The Romney campaign is obscuring a clearly defined policy proposal, which serves as the basis for Democratic claims that Romney wants to spend $2 trillion additional dollars on defense spending over the next 10 years.
“The goal of 4 percent of GDP remains and is unchanged,” Dov Zakheim, a Romney adviser, told Bloomberg. “But that goal is not going to be achieved overnight or perhaps even by the end of the first term.”
Budget analysts, including at the conservative Heritage Foundation, have noted that, based on standard economic growth projections, Romney’s commitment to spending at least 4 percent of GDP on defense is in effect a promise to spend over $2 trillion more than President Obama is proposing.
Obama has deployed that fact in the debates and in speeches to illustrate that Romney’s tax and spending plans amount, in effect, as vows to balloon deficits or raise taxes on the middle class.

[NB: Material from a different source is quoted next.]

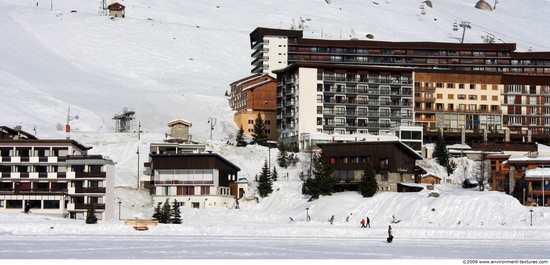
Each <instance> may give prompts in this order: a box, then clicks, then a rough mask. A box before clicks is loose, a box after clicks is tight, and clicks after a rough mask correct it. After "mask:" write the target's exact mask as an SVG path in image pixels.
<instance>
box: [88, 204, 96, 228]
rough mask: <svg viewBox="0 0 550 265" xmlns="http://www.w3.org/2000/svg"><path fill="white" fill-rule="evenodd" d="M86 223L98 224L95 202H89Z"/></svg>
mask: <svg viewBox="0 0 550 265" xmlns="http://www.w3.org/2000/svg"><path fill="white" fill-rule="evenodd" d="M86 223H87V224H97V216H96V215H95V205H94V203H93V202H91V203H89V204H88V211H87V212H86Z"/></svg>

Romney campaign officials, including his running mate Paul Ryan, have criticized the $2 trillion figure, without explanation.

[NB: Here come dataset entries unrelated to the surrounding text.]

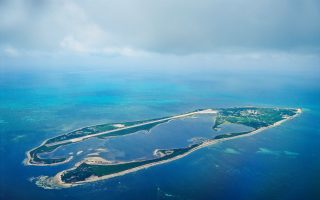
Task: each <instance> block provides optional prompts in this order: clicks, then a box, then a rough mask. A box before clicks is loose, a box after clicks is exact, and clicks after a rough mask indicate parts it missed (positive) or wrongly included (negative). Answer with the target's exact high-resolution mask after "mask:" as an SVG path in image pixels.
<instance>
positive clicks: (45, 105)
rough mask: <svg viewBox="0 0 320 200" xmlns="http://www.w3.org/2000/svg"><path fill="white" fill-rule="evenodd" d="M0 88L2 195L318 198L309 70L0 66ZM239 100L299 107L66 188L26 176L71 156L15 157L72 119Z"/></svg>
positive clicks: (57, 130)
mask: <svg viewBox="0 0 320 200" xmlns="http://www.w3.org/2000/svg"><path fill="white" fill-rule="evenodd" d="M0 95H1V96H0V127H1V128H0V153H1V161H0V199H1V200H15V199H44V200H46V199H50V200H57V199H59V200H64V199H80V200H81V199H95V200H97V199H108V200H109V199H110V200H112V199H139V200H140V199H148V200H152V199H268V200H269V199H281V200H294V199H297V200H298V199H299V200H300V199H309V200H312V199H319V198H320V151H319V150H320V120H319V118H320V84H319V75H317V74H316V73H312V72H311V71H309V72H308V71H307V72H304V71H297V70H293V71H290V70H288V71H283V72H282V71H280V72H279V71H278V72H277V73H273V72H272V71H259V70H247V71H241V72H239V71H236V70H228V71H223V70H220V71H219V70H206V71H190V70H189V71H165V72H162V71H157V72H153V71H152V70H149V71H148V70H140V71H134V70H119V71H116V70H102V69H99V70H88V69H87V70H82V71H81V70H74V71H72V70H60V71H59V70H55V71H54V70H51V71H48V70H47V71H46V70H39V69H37V70H35V69H34V70H32V69H31V70H3V71H1V76H0ZM248 105H254V106H270V107H296V108H298V107H299V108H302V109H303V113H302V115H301V116H299V117H298V118H295V119H293V120H291V121H289V122H286V123H284V124H282V125H281V126H279V127H276V128H272V129H269V130H267V131H264V132H261V133H259V134H256V135H254V136H250V137H244V138H239V139H234V140H229V141H226V142H223V143H219V144H216V145H212V146H209V147H206V148H203V149H201V150H198V151H196V152H193V153H192V154H190V155H188V156H186V157H184V158H182V159H179V160H176V161H173V162H170V163H167V164H163V165H158V166H155V167H152V168H148V169H145V170H141V171H138V172H135V173H131V174H128V175H125V176H121V177H116V178H113V179H109V180H105V181H99V182H95V183H92V184H86V185H83V186H79V187H74V188H70V189H61V190H45V189H43V188H40V187H38V186H36V184H35V182H34V180H33V178H34V177H37V176H40V175H47V176H52V175H54V174H56V173H57V172H58V171H61V170H63V169H65V168H67V167H71V166H72V165H71V164H70V163H67V164H64V165H60V166H54V167H39V166H24V165H23V163H22V162H23V160H24V159H25V152H26V151H28V150H30V149H31V148H33V147H35V146H38V145H39V144H40V143H41V142H42V141H43V140H45V139H47V138H49V137H53V136H56V135H60V134H61V133H66V132H68V131H71V130H73V129H76V128H79V127H83V126H87V125H93V124H99V123H109V122H125V121H134V120H144V119H152V118H158V117H164V116H169V115H175V114H179V113H184V112H189V111H192V110H195V109H198V108H219V107H233V106H248ZM119 142H121V140H119ZM177 142H179V141H177ZM119 145H121V144H119ZM136 148H139V147H136Z"/></svg>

But analysts say that even if Romney ramps up the Pentagon’s base budget slowly, such that it only reaches 4 percent late into his presidency or even at the end of his second term, Romney’s target is still in effect a pledge to spend nearly $2 trillion more than Obama has proposed.
Per Bloomberg: “If Romney achieved his goal of setting defense spending at 4 percent of GDP by 2017, the difference between his 10-year defense plan and Obama’s current decade-long plan would be $2.03 trillion, according to a study by Todd Harrison, a defense budget analyst at the Center for Strategic and Budgetary Assessments. If the target is achieved gradually by the end of a second term, the additional expenditure would be about $1.75 trillion, Harrison said in an e-mail. The estimates are in current dollars.”